New Delhi, August 1: The unemployment rate in India this year will remain at 3.5 per cent, while that of China would increase from 4.7 per cent to 4.8 per cent, predicted International Labour Organisation (ILO). Moreover, 77 per cent of the labour market would remain ‘vulnerable’ in India as against 33 per cent in China.

The ILO released ‘The World Employment and Social Outlook – Trends 2018’ which provides an analysis of the present state of the labour market including the trends in unemployment, vulnerable employment, and working poverty. As per the 2018 report, the economic growth in Asian and Pacific region is expected to remain at 5.5 per cent for a period of two years, while in India a 7.4 per cent growth is expected in 2018 as against 6.7 per cent in 2017.
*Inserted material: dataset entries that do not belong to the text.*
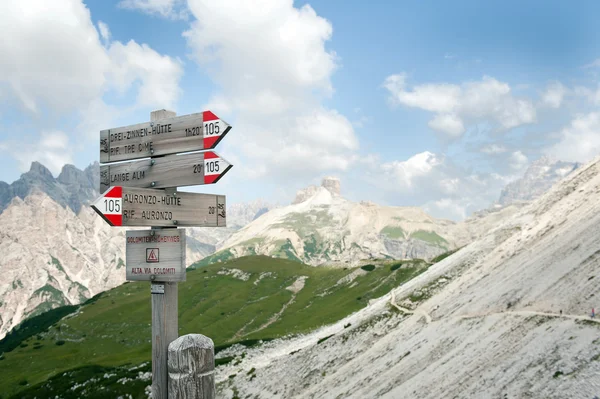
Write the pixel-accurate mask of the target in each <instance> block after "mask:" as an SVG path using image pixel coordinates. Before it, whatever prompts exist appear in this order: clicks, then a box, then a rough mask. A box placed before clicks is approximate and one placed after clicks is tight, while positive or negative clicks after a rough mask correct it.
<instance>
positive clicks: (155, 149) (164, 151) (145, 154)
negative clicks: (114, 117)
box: [100, 111, 231, 192]
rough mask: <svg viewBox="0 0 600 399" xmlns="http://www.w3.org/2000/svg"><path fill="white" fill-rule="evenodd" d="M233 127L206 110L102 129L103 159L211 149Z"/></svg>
mask: <svg viewBox="0 0 600 399" xmlns="http://www.w3.org/2000/svg"><path fill="white" fill-rule="evenodd" d="M164 115H171V114H164ZM173 115H174V113H173ZM230 129H231V126H229V125H228V124H227V123H226V122H225V121H223V120H221V119H219V117H217V116H216V115H215V114H213V113H212V112H210V111H204V112H199V113H197V114H191V115H184V116H177V117H175V116H170V117H166V118H160V121H159V120H156V121H150V122H144V123H138V124H136V125H130V126H124V127H119V128H116V129H107V130H102V131H100V162H101V163H108V162H116V161H127V160H131V159H138V158H146V157H150V156H159V155H167V154H176V153H178V152H188V151H197V150H209V149H211V148H215V147H216V145H217V144H219V141H221V140H222V139H223V137H225V135H226V134H227V132H229V130H230ZM100 192H103V191H100Z"/></svg>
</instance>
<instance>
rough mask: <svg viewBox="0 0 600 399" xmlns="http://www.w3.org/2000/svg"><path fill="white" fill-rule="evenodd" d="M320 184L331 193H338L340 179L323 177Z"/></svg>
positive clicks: (330, 177)
mask: <svg viewBox="0 0 600 399" xmlns="http://www.w3.org/2000/svg"><path fill="white" fill-rule="evenodd" d="M321 186H322V187H325V188H326V189H327V190H329V192H330V193H331V194H333V195H340V179H338V178H337V177H331V176H328V177H325V178H323V181H322V182H321Z"/></svg>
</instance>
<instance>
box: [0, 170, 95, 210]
mask: <svg viewBox="0 0 600 399" xmlns="http://www.w3.org/2000/svg"><path fill="white" fill-rule="evenodd" d="M99 178H100V176H99V173H98V163H94V164H92V165H90V166H88V167H87V168H86V169H85V170H84V171H81V170H79V169H77V168H76V167H75V166H73V165H65V166H64V167H63V169H62V171H61V173H60V175H59V176H58V178H56V179H55V178H54V176H53V175H52V172H50V170H48V168H46V167H45V166H44V165H42V164H41V163H39V162H37V161H34V162H32V163H31V168H30V170H29V171H28V172H27V173H23V174H22V175H21V177H20V178H19V179H18V180H15V181H14V182H13V183H12V184H7V183H4V182H0V213H1V212H2V211H3V210H4V209H5V208H6V207H7V206H8V204H10V202H11V200H12V199H13V198H15V197H19V198H21V199H24V198H26V197H27V196H28V195H29V194H30V193H32V192H33V191H34V190H39V191H41V192H43V193H46V194H47V195H48V196H49V197H50V198H52V199H53V200H54V201H56V202H58V203H59V204H60V205H62V206H63V207H67V206H68V207H69V208H71V209H72V210H73V212H75V213H76V214H77V213H79V211H80V209H81V206H82V205H84V204H87V203H89V202H90V201H91V200H92V199H94V197H95V196H96V195H97V187H98V186H99V184H98V181H99Z"/></svg>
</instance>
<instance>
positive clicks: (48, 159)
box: [13, 131, 73, 176]
mask: <svg viewBox="0 0 600 399" xmlns="http://www.w3.org/2000/svg"><path fill="white" fill-rule="evenodd" d="M20 147H21V148H22V149H23V151H18V152H15V153H14V154H13V155H14V157H15V158H16V159H17V161H18V162H19V169H20V170H21V172H26V171H27V170H29V167H30V165H31V163H32V162H33V161H38V162H40V163H41V164H42V165H44V166H46V167H47V168H48V169H49V170H50V172H52V174H53V175H54V176H56V175H58V174H59V173H60V171H61V169H62V167H63V165H65V164H67V163H72V162H73V161H72V149H71V146H70V143H69V136H67V134H66V133H64V132H61V131H45V132H42V133H41V135H40V141H38V142H36V141H32V142H29V143H21V144H20Z"/></svg>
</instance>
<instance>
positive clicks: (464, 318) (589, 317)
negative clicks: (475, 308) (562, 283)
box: [458, 310, 600, 323]
mask: <svg viewBox="0 0 600 399" xmlns="http://www.w3.org/2000/svg"><path fill="white" fill-rule="evenodd" d="M494 314H516V315H523V316H550V317H562V318H563V319H573V320H588V321H591V322H593V323H600V319H592V318H591V317H590V316H589V315H574V314H565V313H563V314H560V313H546V312H536V311H533V310H512V311H506V312H490V313H480V314H472V315H462V316H458V318H459V319H475V318H478V317H486V316H491V315H494Z"/></svg>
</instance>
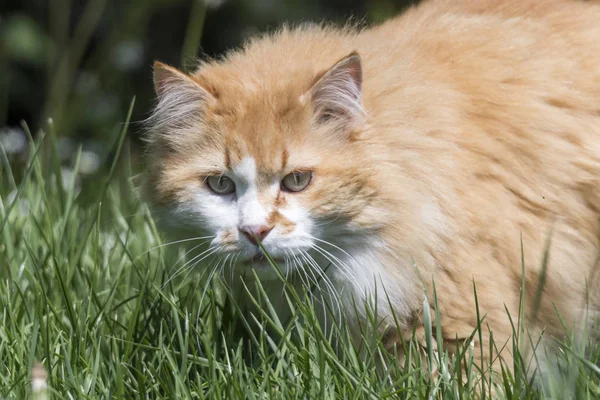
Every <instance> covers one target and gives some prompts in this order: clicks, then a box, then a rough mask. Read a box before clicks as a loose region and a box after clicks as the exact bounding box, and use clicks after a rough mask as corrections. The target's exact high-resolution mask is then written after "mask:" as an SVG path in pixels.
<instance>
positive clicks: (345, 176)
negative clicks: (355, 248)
mask: <svg viewBox="0 0 600 400" xmlns="http://www.w3.org/2000/svg"><path fill="white" fill-rule="evenodd" d="M154 84H155V90H156V93H157V97H158V103H157V106H156V108H155V110H154V112H153V114H152V116H151V117H150V119H149V124H150V129H149V135H148V139H149V141H150V144H149V174H148V180H147V183H146V189H145V191H146V194H147V197H148V199H149V202H150V204H151V207H152V208H153V209H154V210H157V214H156V215H157V217H158V220H159V222H160V224H161V225H162V226H163V227H164V228H165V229H166V230H167V231H169V232H171V233H173V234H176V235H177V236H178V237H179V238H182V239H185V238H194V237H198V238H205V239H198V241H193V240H192V241H190V244H191V245H192V246H193V245H195V244H199V243H200V242H201V241H202V240H204V241H205V242H206V243H207V244H209V245H210V248H211V249H213V250H215V253H214V254H221V255H225V254H227V255H230V259H235V260H236V261H237V262H238V264H239V265H240V266H241V267H247V266H248V265H254V266H255V267H257V268H260V267H261V266H265V263H264V260H263V259H262V258H263V257H262V255H261V250H260V248H259V246H258V244H257V241H258V240H260V241H261V242H262V245H263V246H264V248H265V249H266V250H267V251H268V253H269V254H270V255H271V256H272V257H274V258H275V260H276V261H285V260H288V261H289V260H292V259H293V258H294V257H296V259H297V260H304V258H303V257H304V255H306V253H307V252H310V251H311V250H314V248H315V247H317V248H318V247H321V248H327V246H328V245H327V244H326V243H331V244H333V245H335V244H336V243H337V244H341V243H343V241H344V240H349V238H351V237H355V238H357V240H363V239H364V238H360V235H361V233H364V232H363V227H362V225H361V222H360V218H361V215H362V213H363V210H364V209H365V207H367V206H368V204H369V202H370V201H371V199H372V197H373V195H374V188H373V185H372V183H371V182H370V179H371V172H370V171H371V169H370V166H369V165H368V164H367V163H366V162H365V158H364V156H363V155H364V152H365V151H367V150H366V149H365V148H364V147H363V146H361V143H360V140H361V138H360V133H361V132H362V131H364V129H365V126H366V124H367V119H366V114H365V112H364V110H363V108H362V101H361V89H362V69H361V60H360V57H359V55H358V54H356V53H351V54H349V55H348V56H346V57H344V58H342V59H341V60H339V61H338V62H334V63H333V64H332V65H330V66H329V68H326V69H325V70H322V71H312V70H311V69H310V68H299V69H298V70H297V71H291V72H290V74H289V77H288V79H287V80H281V79H273V78H271V77H269V74H268V71H264V73H263V74H262V76H249V73H246V72H245V71H243V70H242V69H240V68H234V67H231V66H228V65H227V63H226V62H224V63H212V64H208V65H205V66H202V67H201V68H200V69H199V71H198V72H197V73H195V74H193V75H187V74H184V73H182V72H180V71H178V70H176V69H174V68H172V67H169V66H166V65H164V64H161V63H156V64H155V70H154ZM331 250H332V248H328V249H326V250H322V251H331ZM211 254H212V253H211ZM280 264H281V265H282V266H283V265H288V266H293V265H294V264H296V263H287V264H286V263H283V262H281V263H280Z"/></svg>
The World Employment and Social Outlook – Trends 2018 report also notes that “while there has been strong job creation in some ICT-intensive services, notably in India, a significant portion of the jobs created in the services sector over the past couple of decades have been in traditional low-value-added services, where informality and vulnerable forms of employment are often dominant.”

Informality which affects almost 90 per cent of workers in India, Bangladesh, Cambodia and Nepal with a majority working in the agricultural sector also remains pervasive in non-agriculture sectors, such as construction, wholesale and retail trade, and accommodation and food services. The high incidence of informality makes it difficult to reduce the incidence of working poverty especially in the South and South-Eastern parts of Asia.

The report observed that rigidities in the labour market were responsible for preventing modern manufacturing industries from generating employment opportunities. Therefore the vulnerable employment rate in India continues to stay high at 77 per cent from 2017 to 2019.

Globally, out of the 1.4 billion people estimated to be in vulnerable employment this year, about 394 million or more than a quarter are from India, stated the ILO data. Moreover, the report has predicted that the working poverty is likely to decline over the next two years in Asia and the Pacific.